Baux et locaux mixtes - Les locaux mixtes sont également protégés par le statut.  Il s’agit des locaux qui servent à la fois à l’exercice d’une activité commerciale, industrielle ou artisanale et à l’usage d’habitation. Il faut que les deux parties soient régies par le même bail.

► Locations ne relevant pas du statut des baux commerciaux

Certaines locations ne relèvent pas du statut des baux commerciaux.

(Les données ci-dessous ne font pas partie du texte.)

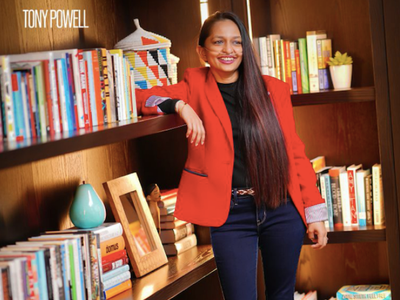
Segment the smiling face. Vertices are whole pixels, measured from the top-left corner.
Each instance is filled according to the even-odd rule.
[[[238,79],[243,49],[239,28],[233,21],[214,23],[204,47],[198,46],[197,52],[210,65],[217,82],[231,83]]]

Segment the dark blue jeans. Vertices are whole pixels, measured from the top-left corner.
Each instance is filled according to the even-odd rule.
[[[257,299],[261,250],[268,300],[293,300],[306,227],[290,198],[275,210],[258,208],[253,196],[232,196],[227,221],[211,227],[211,243],[226,300]]]

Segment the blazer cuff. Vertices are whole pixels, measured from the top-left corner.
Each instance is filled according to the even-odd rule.
[[[161,96],[151,96],[146,100],[146,104],[144,105],[145,107],[154,107],[157,106],[161,103],[163,103],[165,100],[171,99],[169,97],[161,97]],[[162,110],[157,107],[157,112],[162,113]]]
[[[328,220],[328,209],[325,203],[305,208],[307,224]]]

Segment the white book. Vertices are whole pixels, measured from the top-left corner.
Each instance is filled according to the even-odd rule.
[[[347,178],[347,172],[341,172],[339,174],[339,182],[342,201],[343,226],[351,226],[349,180]]]
[[[357,177],[357,204],[358,204],[358,222],[360,226],[367,226],[367,211],[365,205],[365,186],[364,178],[371,174],[368,170],[358,170]]]
[[[19,245],[8,245],[7,247],[4,247],[1,249],[1,251],[24,251],[25,249],[31,250],[40,250],[43,248],[49,249],[50,250],[50,274],[46,274],[47,277],[51,277],[51,285],[52,285],[52,290],[53,290],[53,299],[54,300],[59,300],[60,299],[60,293],[59,293],[59,287],[57,280],[61,280],[57,278],[57,266],[56,266],[56,252],[54,247],[48,246],[48,247],[43,247],[43,245],[38,245],[36,243],[30,243],[26,242],[26,244],[19,244]],[[11,252],[12,253],[12,252]]]
[[[268,59],[267,59],[267,37],[265,37],[265,36],[259,37],[258,38],[258,46],[259,46],[259,52],[260,52],[261,70],[263,70],[263,68],[264,68],[264,71],[265,70],[267,71],[267,73],[263,73],[263,71],[261,71],[261,73],[262,73],[262,75],[269,75]]]
[[[65,98],[65,85],[63,76],[62,61],[57,60],[57,77],[58,77],[58,89],[60,95],[60,110],[61,110],[61,120],[62,120],[62,130],[63,132],[69,131],[68,116],[67,116],[67,100]]]
[[[319,92],[317,40],[326,39],[323,30],[307,31],[307,56],[310,92]]]
[[[34,61],[49,61],[49,80],[50,80],[50,95],[52,104],[53,119],[49,122],[53,122],[54,131],[60,132],[60,114],[58,108],[58,94],[57,94],[57,81],[56,81],[56,66],[54,55],[52,51],[41,51],[41,52],[29,52],[23,54],[10,55],[10,62],[34,62]]]
[[[372,190],[374,225],[385,224],[385,209],[383,204],[382,168],[381,164],[372,166]]]
[[[4,103],[5,122],[3,126],[6,128],[7,140],[15,141],[15,120],[14,120],[14,105],[12,99],[12,88],[11,88],[11,68],[10,68],[10,57],[1,56],[0,63],[2,68],[1,74],[1,98]]]
[[[358,200],[357,200],[357,170],[362,169],[362,164],[351,165],[347,168],[347,178],[349,183],[349,199],[350,199],[350,218],[352,226],[359,226],[358,219]]]
[[[72,60],[72,76],[74,78],[75,85],[75,94],[74,94],[74,102],[77,105],[78,111],[78,128],[85,128],[84,117],[83,117],[83,97],[82,97],[82,88],[81,88],[81,78],[79,71],[79,59],[78,59],[78,49],[65,49],[65,50],[57,50],[53,51],[54,58],[66,58],[66,53],[71,56]],[[58,114],[58,112],[57,112]]]
[[[28,117],[28,98],[26,97],[27,93],[27,85],[25,82],[25,79],[27,77],[21,75],[21,95],[22,95],[22,107],[24,110],[24,124],[25,124],[25,135],[26,138],[31,138],[31,131],[30,131],[30,123],[29,123],[29,117]],[[34,130],[35,128],[32,128]]]
[[[276,70],[275,70],[275,56],[274,56],[274,41],[280,40],[280,34],[270,34],[267,35],[268,43],[267,43],[267,59],[268,59],[268,68],[269,68],[269,76],[277,78]]]

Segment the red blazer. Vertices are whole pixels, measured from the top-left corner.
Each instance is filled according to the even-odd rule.
[[[315,172],[305,155],[304,144],[295,131],[289,86],[269,76],[264,76],[264,81],[285,137],[289,194],[306,223],[305,208],[324,200],[316,187]],[[229,213],[234,148],[229,115],[212,72],[208,68],[187,69],[184,79],[176,85],[137,90],[139,114],[162,114],[154,103],[147,101],[154,95],[190,104],[206,132],[204,145],[196,147],[188,139],[188,157],[179,184],[175,216],[203,226],[221,226]]]

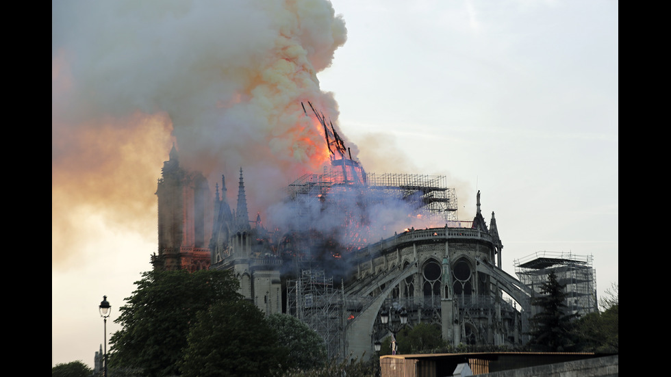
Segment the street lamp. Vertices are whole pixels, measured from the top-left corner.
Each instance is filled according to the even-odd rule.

Il en est ainsi de :

  • emphytéose : il s’agit d’une location pour plus de 18 ans où le locataire prend à sa charge la plupart des obligations du propriétaire moyennant un loyer modeste ;
  • convention d’occupation précaire : elle ne permet pas au preneur d’obtenir un titre lui permet de revendiquer un droit d’occupation ou de renouvellement ;
  • baux d’une durée inférieure ou égale à deux ans : les parties peuvent déroger au statut à l’entrée dans les locaux si la durée du bail ne dépasse pas les deux ans et qu’à l’expiration de ce délai le locataire n’a pas le droit au maintien dans les lieux.
  • local occupé par une personne demandant son inscription au registre du commerce
  • locations saisonnières : c’est le cas lorsque vous louez un local pour des petites périodes, notamment l’été ;
  • crédit-bail immobilier : il s’agit d’opérations par lesquelles « une entreprise donne en location des biens immobiliers à usage professionnel, achetés par elle ou construits pour son compte, lorsque ces opérations, quelle que soit leur qualification, permettent aux locataires de devenir propriétaires de tout ou partie des biens loués, au plus tard à l’expiration du bail, soit par cession en exécution d’une promesse unilatérale de vente, soit par acquisition directe ou indirecte des droits de propriété du terrain sur lequel ont été édifiés le ou les immeubles loués, soit par transfert de plein droit de la propriété des constructions édifiées sur le terrain appartenant audit locataire » ;
  • bail à construction : il s’agit du contrat par lequel le preneur s’engage, à titre principal, à édifier des constructions sur le terrain du bailleur et à les conserver en l’état pendant toute la durée du bail ;
  • terrains nus : si aucune construction n’a été édifiée.

►  Personnes ne pouvant pas bénéficier du statut : Certaines personnes ne peuvent pas bénéficier du statut des baux commerciaux :

  • locataire étranger : c’est-à-dire la personne n’ayant pas la nationalité française ;
  • locataire commerçant ou industriel non inscrit au registre du commerce ;
  • locataire artisan non inscrit au répertoire des métiers ;
  • locataire qui exerce une profession incompatible avec la qualité de commerçant : c’est notamment le cas si vous exercez une des profession réglementée (avocats, kinésithérapeutes, médecins) ;
  • locataire n’exploitant pas un fonds de commerce ou n’ayant pas de clientèle propre : c’est notamment le cas pour les entrepôts et les magasins en franchise.